MavisGames2025-07-036190

People tend to grow reverential when talking about the First World War. Many see it as the epitome of wanton cruelty, a brutal and pointless stalemate that killed some 16 million people and gave rise to the worst excesses of modern warfare. This war to end all wars, more than almost any other modern conflict, is difficult to separate from the horrors it inflicted.

That's a big reason why you don't see World War I as a setting for a mainstream first-person shooter. But Electronic Arts wants to give it a try with Battlefield 1. This might sound like an exciting new frontier for the genre, but there's a reason WW1 has long been no-man's land for developers: It was a quagmire of death and disease that turned strategy into slaughter, with no handy narrative of heroism to layer gameplay atop.

More Harrowing Than Heroic

The modern military-shooter found its muse in World War II; the *Battlefield *and *Call of Duty *franchises started there. Our collective memory paints it as a heroic war, one waged by good people against genuine evil. As a result, games set during WWII, even at their darkest, tend to feature clearly drawn lines of morality and objectives that reward bravery. A just war offers a high-action playground: Fight nobly, defeat evil, return home a hero.

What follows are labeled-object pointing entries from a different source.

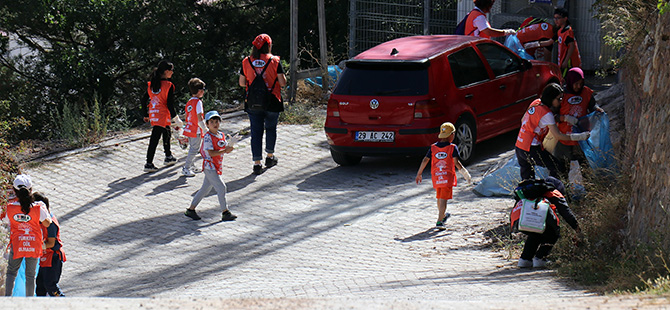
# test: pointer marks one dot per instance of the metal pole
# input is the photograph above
(294, 50)
(352, 28)
(323, 48)
(426, 17)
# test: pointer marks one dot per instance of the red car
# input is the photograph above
(392, 98)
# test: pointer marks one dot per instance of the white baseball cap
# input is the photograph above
(23, 180)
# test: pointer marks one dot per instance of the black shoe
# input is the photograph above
(271, 161)
(258, 169)
(227, 216)
(191, 213)
(149, 167)
(170, 160)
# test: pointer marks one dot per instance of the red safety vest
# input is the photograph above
(191, 128)
(219, 144)
(575, 59)
(529, 122)
(442, 168)
(159, 115)
(576, 106)
(47, 255)
(26, 236)
(470, 26)
(269, 76)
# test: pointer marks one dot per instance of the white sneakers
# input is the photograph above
(535, 263)
(187, 173)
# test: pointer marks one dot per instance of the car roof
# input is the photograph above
(415, 48)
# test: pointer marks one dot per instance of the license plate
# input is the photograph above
(375, 136)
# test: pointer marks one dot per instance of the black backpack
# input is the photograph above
(258, 95)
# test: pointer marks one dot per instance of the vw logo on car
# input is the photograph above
(374, 104)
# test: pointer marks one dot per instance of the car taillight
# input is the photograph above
(333, 108)
(427, 109)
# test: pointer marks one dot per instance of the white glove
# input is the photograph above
(580, 136)
(570, 119)
(466, 175)
(530, 45)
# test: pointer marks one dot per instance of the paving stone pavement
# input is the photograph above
(307, 229)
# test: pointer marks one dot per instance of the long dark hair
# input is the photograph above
(256, 53)
(25, 197)
(157, 74)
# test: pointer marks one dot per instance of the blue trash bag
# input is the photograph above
(20, 282)
(503, 180)
(513, 43)
(333, 74)
(598, 147)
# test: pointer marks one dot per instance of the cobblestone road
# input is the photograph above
(306, 229)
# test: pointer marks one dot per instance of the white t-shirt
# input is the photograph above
(480, 23)
(44, 214)
(545, 121)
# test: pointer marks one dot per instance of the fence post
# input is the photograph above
(323, 46)
(294, 50)
(426, 17)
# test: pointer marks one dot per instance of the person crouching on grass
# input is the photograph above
(443, 156)
(213, 147)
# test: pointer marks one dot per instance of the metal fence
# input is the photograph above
(372, 22)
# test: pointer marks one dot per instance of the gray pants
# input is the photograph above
(212, 179)
(13, 266)
(193, 149)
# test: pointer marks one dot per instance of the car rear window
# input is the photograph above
(466, 67)
(383, 79)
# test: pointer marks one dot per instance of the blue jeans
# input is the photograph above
(263, 121)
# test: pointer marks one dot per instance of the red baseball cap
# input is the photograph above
(261, 39)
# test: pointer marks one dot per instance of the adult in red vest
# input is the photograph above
(538, 40)
(477, 25)
(568, 51)
(51, 262)
(261, 54)
(578, 101)
(25, 218)
(535, 124)
(158, 108)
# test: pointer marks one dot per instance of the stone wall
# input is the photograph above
(647, 144)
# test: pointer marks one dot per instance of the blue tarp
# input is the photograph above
(333, 74)
(513, 43)
(598, 148)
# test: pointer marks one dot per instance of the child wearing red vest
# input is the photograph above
(194, 126)
(443, 156)
(51, 262)
(25, 217)
(214, 145)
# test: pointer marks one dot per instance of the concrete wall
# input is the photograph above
(647, 77)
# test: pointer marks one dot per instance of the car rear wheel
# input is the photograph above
(466, 135)
(344, 159)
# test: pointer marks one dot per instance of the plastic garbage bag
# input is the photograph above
(503, 180)
(513, 43)
(20, 282)
(333, 74)
(598, 148)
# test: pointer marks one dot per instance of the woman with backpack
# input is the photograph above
(263, 77)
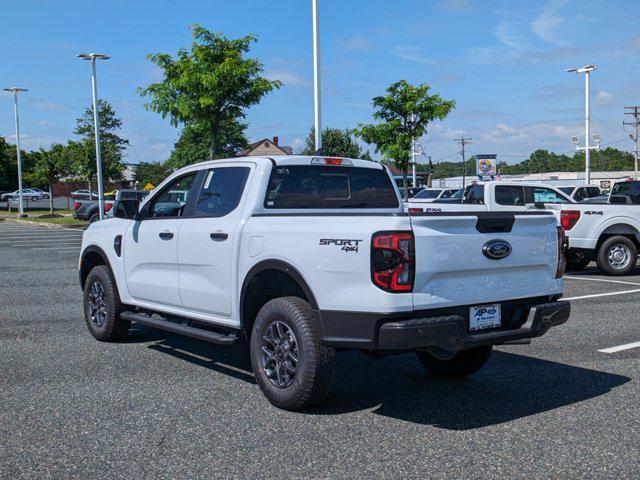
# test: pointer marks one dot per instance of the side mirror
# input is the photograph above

Granted, most shooters aren't serious war stories, and don't have to be. The cultural conversation is big enough for entertainment-driven stories that nod toward the horror of war without accurately depicting it. You can debate the merits of certain pieces of culture as they relate to war, but playing a game like Battlefield is not necessarily bad. If nothing else, it makes you feel strong in a world where all too often very little does. That's OK.

World War I, though, grew from a complex web of old-world alliances. It offers no clear-cut narrative of heroism or villainy, just squabbling dynasties vying for their own interests in a particularly brutal war. And it gave rise to new ways of killing as aircraft, tanks, poison gas and other weapons fundamentally transformed combat. Cavalry charges and advancing lines of infantry were ineffective against this new technology, which cut men down in hailstorms of bullets and bombs.